Operating System - Linux
1821051 Members
2889 Online
109631 Solutions
New Discussion юеВ

Rehat AS3 Update 6 Cluster suite

 
Mike Hedderly
Advisor

Rehat AS3 Update 6 Cluster suite

I am running redhat cluster suite on 2 dl380 servers. when running clustat one member remains fairly stable but the second member switches from active to inactive every 5 seconds or so. I have bonded my two nics together and enable 8021q trunk so I have my cluster traffic on bond0.13. I can always ping each cluster member. This is the error i get in the messages file

Jan 20 15:49:56 ralph clusvcmgrd[4311]: State change: huey-c UP
Jan 20 15:49:57 ralph clumembd[4144]: Member huey-c DOWN
Jan 20 15:49:58 ralph clumembd[4144]: Membership View #7350:0x00000001
Jan 20 15:49:59 ralph cluquorumd[4119]: --> Commencing STONITH <--
Jan 20 15:49:59 ralph cluquorumd[4119]: STONITH: Falsely claiming that
huey-c has been fenced
Jan 20 15:49:59 ralph cluquorumd[4119]: STONITH: Data integrity may be co
mpromised!
Jan 20 15:50:00 ralph clusvcmgrd[4311]: Quorum Event: View #12657 0x00000
001
Jan 20 15:50:00 ralph clusvcmgrd[4311]: State change: huey-c DOWN
Jan 20 15:50:08 ralph clumembd[4144]: Member huey-c UP
Jan 20 15:50:12 ralph clumembd[4144]: Member huey-c DOWN


4 REPLIES 4
Mike Hedderly
Advisor

Re: Rehat AS3 Update 6 Cluster suite

some further information. I am running clumanager-1.2.28-1 and redhat-config-cluster-1.0.8-1

I do not have any power switches and the external disks are on an MSA100 via a fibre chanel.
Steven E. Protter
Exalted Contributor

Re: Rehat AS3 Update 6 Cluster suite

Shalom Mike,

I don't think you've fully configured the cluster.
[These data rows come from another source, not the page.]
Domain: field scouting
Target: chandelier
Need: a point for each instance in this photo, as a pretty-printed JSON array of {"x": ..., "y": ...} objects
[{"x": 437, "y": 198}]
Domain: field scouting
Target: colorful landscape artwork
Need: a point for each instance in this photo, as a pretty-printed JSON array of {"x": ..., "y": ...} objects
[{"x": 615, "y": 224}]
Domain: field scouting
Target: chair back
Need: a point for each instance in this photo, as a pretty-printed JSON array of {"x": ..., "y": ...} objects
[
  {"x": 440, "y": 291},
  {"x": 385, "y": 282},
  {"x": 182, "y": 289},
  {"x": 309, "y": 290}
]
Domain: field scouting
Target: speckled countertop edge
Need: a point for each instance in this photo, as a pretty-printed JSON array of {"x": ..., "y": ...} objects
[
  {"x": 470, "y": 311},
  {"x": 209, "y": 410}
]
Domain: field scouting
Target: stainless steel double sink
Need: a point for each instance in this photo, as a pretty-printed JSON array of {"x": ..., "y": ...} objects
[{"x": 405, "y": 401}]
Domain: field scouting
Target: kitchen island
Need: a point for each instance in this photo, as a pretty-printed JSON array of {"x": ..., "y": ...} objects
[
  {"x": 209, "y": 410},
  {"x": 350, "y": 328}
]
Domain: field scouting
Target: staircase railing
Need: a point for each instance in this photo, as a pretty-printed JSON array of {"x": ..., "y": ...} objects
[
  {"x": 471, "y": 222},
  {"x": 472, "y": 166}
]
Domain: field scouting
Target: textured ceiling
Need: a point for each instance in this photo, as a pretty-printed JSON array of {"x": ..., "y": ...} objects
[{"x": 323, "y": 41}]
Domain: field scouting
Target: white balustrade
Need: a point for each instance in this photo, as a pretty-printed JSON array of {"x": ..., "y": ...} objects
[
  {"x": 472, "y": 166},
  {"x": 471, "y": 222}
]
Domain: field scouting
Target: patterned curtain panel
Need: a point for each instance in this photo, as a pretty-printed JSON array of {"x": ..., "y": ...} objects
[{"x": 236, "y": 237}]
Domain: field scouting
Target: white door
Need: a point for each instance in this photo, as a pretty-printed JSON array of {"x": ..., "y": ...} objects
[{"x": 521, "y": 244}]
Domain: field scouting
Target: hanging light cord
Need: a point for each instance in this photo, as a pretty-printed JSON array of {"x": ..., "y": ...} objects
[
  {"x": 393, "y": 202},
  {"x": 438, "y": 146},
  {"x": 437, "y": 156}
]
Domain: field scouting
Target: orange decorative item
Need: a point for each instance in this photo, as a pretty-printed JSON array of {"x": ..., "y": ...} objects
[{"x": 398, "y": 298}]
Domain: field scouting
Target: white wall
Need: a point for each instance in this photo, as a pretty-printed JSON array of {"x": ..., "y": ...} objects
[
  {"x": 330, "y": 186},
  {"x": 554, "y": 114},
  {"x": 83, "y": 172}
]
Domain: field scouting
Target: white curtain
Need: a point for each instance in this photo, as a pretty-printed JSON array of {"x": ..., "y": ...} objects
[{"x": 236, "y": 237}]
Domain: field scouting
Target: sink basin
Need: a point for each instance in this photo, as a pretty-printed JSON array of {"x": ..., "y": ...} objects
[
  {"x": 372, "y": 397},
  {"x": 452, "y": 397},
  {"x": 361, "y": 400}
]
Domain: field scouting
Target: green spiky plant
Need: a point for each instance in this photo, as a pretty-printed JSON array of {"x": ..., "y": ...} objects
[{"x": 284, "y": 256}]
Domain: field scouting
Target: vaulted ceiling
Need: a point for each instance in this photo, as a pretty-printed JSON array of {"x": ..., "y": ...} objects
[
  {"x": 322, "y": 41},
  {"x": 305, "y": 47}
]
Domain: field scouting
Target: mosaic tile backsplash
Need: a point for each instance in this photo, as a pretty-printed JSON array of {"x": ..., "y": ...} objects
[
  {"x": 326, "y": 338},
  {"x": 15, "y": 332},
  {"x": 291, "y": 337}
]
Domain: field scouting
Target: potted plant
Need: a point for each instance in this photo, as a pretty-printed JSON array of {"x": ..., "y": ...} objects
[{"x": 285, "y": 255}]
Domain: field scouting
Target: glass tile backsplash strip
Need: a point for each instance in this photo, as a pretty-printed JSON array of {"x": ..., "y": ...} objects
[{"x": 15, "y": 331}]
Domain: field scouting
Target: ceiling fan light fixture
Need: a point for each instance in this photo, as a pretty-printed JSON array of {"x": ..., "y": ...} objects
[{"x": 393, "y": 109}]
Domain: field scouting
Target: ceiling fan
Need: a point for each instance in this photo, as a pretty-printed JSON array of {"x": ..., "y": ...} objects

STONITH: Falsely claiming that
huey-c has been fenced

Shoot
The
Other
Node
In
The
Head

Its trying to shut down the other node becasue it thinks its down or there is a risk of data corruption.

Checklist:
MSA1000 firmware up to date
sansurfer package on both servers to check the state of shared storage
shared storage is configured so the sd# devices are the same on both nodes.
Firmware on the qlogic cards is the same on all cards, all servers and reasonably up to date.
Cluster configuration files.

SEP
Steven E Protter
Owner of ISN Corporation
http://isnamerica.com
http://hpuxconsulting.com
Sponsor: http://hpux.ws
Twitter: http://twitter.com/hpuxlinux
Founder http://newdatacloud.com
Vitaly Karasik_1
Honored Contributor

Re: Rehat AS3 Update 6 Cluster suite

I suggest you re-check cluster configuration according to RH doc http://www.redhat.com/docs/manuals/enterprise/RHEL-3-Manual/cluster-suite/ch-software.html
(Chapter 3)
Rgds,
Vitaly
John McNulty_2
Frequent Advisor

Re: Rehat AS3 Update 6 Cluster suite


Thanks for the advise but we found the problem. The STONITH errors were a red herring. This cluster has no Power Switches so its not possible to STONITH a node that the cluster perceives has changed to a "down" state.

The cause of "huey" dropping in and out of the cluster every few seconds turned out to be a clash between two Redhat clusters using the same 255.0.0.11 multicast address elsewhere on the same network. We changed the multicast address to be unique, reloaded the config, restarted the cluster and the problem has gone away. The cluster is stable now.

Would have been nice for Redhat to have reported this somewhere. We only discovered what was going on after pinging the multicast address and seeing more DUP responses than we were expecting and from IP addresses belonging to the other Redhat cluster.